I'm sure there are big differences, this was literally the first number I've ever heard.

I maybe not describing the issue in the rear very well so here's a diagram 

On the outside there are 2 bolts, 4 bearings (not bushings) so  2 axes that must be parallel, and that requirement translates to the chassis mounts.  The rubber lets them cheat a little because the points can translate a little, so the toe is a adjustable a little.  Any kind of bearing that prevents translation makes the toe fixed, unless I make a 3rd frame point adjustable or go to something like a ball joint top or bottom on the outside.

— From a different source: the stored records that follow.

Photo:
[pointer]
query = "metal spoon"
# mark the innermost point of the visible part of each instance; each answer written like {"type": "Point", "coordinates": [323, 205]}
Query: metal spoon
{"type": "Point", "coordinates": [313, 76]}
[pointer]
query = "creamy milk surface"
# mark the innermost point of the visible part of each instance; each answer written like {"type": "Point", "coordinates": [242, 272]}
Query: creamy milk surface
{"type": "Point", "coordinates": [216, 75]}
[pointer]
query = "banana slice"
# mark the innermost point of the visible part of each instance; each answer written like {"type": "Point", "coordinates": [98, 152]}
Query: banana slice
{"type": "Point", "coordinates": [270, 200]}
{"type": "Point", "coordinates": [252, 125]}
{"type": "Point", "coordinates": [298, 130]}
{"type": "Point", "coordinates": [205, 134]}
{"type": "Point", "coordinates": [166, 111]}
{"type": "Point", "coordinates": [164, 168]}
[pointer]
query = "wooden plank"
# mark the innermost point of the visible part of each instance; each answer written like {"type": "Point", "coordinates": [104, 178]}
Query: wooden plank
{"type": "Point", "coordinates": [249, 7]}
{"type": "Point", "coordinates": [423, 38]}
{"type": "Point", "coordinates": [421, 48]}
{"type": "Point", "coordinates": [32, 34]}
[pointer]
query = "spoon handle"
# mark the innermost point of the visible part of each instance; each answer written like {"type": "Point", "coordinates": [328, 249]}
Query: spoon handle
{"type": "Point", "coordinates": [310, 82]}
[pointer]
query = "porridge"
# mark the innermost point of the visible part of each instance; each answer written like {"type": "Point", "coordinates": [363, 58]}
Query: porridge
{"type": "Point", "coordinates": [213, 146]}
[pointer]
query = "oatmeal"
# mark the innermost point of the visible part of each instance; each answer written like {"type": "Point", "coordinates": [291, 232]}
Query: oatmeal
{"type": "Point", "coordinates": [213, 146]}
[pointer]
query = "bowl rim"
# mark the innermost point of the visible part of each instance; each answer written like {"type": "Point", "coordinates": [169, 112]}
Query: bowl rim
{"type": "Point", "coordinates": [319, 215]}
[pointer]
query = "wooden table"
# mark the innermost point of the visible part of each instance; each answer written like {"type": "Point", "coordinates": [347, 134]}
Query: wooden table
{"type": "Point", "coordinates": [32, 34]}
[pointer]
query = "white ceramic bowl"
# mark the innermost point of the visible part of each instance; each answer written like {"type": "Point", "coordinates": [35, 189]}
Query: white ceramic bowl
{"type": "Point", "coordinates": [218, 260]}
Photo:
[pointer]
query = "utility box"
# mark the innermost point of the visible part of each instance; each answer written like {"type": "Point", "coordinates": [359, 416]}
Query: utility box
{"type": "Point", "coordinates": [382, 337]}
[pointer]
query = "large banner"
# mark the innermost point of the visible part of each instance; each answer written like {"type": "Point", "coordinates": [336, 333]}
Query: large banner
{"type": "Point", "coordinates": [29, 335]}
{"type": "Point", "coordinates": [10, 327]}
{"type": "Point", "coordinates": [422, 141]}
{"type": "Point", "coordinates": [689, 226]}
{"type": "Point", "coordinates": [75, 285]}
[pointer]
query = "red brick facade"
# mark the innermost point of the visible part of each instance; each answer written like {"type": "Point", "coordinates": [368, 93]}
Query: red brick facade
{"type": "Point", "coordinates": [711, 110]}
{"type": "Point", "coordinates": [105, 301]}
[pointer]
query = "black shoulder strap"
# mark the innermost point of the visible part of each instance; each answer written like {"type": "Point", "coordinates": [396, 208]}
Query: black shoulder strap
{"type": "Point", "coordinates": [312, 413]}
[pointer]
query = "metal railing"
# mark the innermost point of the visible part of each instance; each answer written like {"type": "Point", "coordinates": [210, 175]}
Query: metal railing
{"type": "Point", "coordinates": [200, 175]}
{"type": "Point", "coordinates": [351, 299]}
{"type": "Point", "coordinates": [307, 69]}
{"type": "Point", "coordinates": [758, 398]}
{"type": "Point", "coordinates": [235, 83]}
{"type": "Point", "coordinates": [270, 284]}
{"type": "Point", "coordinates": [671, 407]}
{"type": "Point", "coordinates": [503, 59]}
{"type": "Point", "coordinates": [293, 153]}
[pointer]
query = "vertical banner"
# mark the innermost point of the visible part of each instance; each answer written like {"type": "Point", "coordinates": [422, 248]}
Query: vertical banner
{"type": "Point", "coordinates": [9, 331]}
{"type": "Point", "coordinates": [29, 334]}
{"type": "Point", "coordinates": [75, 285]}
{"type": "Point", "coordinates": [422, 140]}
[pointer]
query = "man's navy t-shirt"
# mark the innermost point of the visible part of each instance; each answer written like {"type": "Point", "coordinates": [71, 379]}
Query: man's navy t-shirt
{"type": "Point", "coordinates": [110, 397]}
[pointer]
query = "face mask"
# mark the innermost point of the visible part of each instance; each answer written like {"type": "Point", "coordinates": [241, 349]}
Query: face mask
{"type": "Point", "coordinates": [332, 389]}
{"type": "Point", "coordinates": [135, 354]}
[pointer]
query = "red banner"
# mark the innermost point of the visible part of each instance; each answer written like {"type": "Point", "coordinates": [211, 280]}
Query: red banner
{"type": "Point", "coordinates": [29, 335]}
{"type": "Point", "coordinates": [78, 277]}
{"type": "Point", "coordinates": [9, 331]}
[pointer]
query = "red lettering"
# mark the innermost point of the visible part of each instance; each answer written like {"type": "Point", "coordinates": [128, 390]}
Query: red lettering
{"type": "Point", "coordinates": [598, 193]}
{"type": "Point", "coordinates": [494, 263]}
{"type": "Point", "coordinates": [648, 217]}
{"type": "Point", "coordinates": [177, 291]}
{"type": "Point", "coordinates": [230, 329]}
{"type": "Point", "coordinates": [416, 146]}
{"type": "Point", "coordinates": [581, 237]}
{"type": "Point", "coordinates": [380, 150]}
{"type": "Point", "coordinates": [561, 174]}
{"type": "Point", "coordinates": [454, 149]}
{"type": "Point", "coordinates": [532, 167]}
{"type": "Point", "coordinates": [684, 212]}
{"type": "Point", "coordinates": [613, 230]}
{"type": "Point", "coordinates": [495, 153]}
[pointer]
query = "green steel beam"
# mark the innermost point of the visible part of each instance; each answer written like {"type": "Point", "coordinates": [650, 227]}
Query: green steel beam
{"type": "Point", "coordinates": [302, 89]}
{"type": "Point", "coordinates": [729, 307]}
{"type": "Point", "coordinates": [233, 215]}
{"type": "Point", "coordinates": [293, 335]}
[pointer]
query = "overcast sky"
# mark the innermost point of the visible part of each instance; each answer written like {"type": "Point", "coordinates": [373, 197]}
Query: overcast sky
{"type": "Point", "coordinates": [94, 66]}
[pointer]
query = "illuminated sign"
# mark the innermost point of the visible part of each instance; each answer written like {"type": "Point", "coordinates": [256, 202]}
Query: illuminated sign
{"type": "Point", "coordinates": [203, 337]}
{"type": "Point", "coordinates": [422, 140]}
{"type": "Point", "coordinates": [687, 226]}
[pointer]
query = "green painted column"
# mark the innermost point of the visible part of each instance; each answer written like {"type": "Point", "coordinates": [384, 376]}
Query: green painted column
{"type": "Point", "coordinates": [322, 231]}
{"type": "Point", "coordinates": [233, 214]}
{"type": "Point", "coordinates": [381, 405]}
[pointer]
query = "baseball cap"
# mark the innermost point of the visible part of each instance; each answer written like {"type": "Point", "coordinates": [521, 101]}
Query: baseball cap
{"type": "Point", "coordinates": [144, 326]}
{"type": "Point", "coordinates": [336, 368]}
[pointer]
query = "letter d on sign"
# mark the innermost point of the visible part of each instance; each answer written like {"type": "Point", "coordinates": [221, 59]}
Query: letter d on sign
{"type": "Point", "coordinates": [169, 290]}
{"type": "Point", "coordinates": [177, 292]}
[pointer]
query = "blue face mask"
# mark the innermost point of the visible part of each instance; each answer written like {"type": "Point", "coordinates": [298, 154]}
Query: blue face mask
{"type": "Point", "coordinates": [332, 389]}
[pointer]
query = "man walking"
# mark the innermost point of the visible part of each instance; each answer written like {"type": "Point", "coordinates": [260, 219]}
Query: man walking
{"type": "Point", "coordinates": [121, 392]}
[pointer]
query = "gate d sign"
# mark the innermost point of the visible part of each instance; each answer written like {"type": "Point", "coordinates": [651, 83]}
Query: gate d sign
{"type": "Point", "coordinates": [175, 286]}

One or the ferrari parts houses sells now lower A-arm mounts front and rear to correct the roll centers after lowering.  It the back no problem, but I sure wondered what they do to bump in front?  I don't know anyone who has them to ask.  Maybe I can move the rack....maybe.

Keith Tanner
Keith Tanner MegaDork
5/15/24 12:47 p.m.

That's fundamentally the design on an NA/NB Miata rear suspension, other than the way it adjusts the position of the lower points - the Miatas use eccentric bolts instead of those shimmed clevises. The end result is the same. Spherical bearings allow the sort of movement you need. A bronze bushing won't, I agree that would be a problem for you.

TurnerX19
TurnerX19 UberDork
5/15/24 12:47 p.m.

In reply to mke :

In any of these A-arm cars with the rack part way up the kingpin axis the vertical rack move is super sensitive. Many cars I've bump steered change the sweet spot of the curve 3 inches with .025" vertical rack move. The shorter the absolute link center is the more dramatic the effect. Your's is pretty short. I think your contemplated anti-squat increase can be accomplished with minor enough effect that I'd try it. Steel steering arms can be adjusted with force safely too. Bolt on ones duplicate too, looking at the mill.

mke
mke Dork
5/15/24 2:09 p.m.
Keith Tanner said:

 Spherical bearings allow the sort of movement you need

They do not.  They allow off axis rotation, this set needs the transition a compliant bushing allows.  I've been leaning pretty strongly toward toward replacing the 2 upper-outer bearings with a single spherical rod end.  The A-arms would still need Tobe parallel but the toe setting issue gets fixed.  Or I make a 3rd chassis point adjustable.  I need to layout options I guess

Keith Tanner
Keith Tanner MegaDork
5/15/24 2:25 p.m.

I realize what you mean, axial deflection. The way that's handled in my current setup is that the bearings are locked into the control arms with a set screw. If you need for them to move sideways, you can always unlock them for that. In practice, in the Miata application with basically the same geometry as yours, there appears to be no difficulty in adjusting alignment once they're locked into place. I did the alignment on my car after the install and there was no indication of a problem.

TurnerX19
TurnerX19 UberDork
5/15/24 3:20 p.m.

In reply to Keith Tanner :

I think a little side load produced by this is probably a good thing, it keeps the joints quieter, less oscillating loads, but too much will crack an arm or chassis bracket. Hard to judge where that limit is, it varies with bump travel too if you introduce anti squat. The single upper spherical is the answer if there is room, or easy upright mods.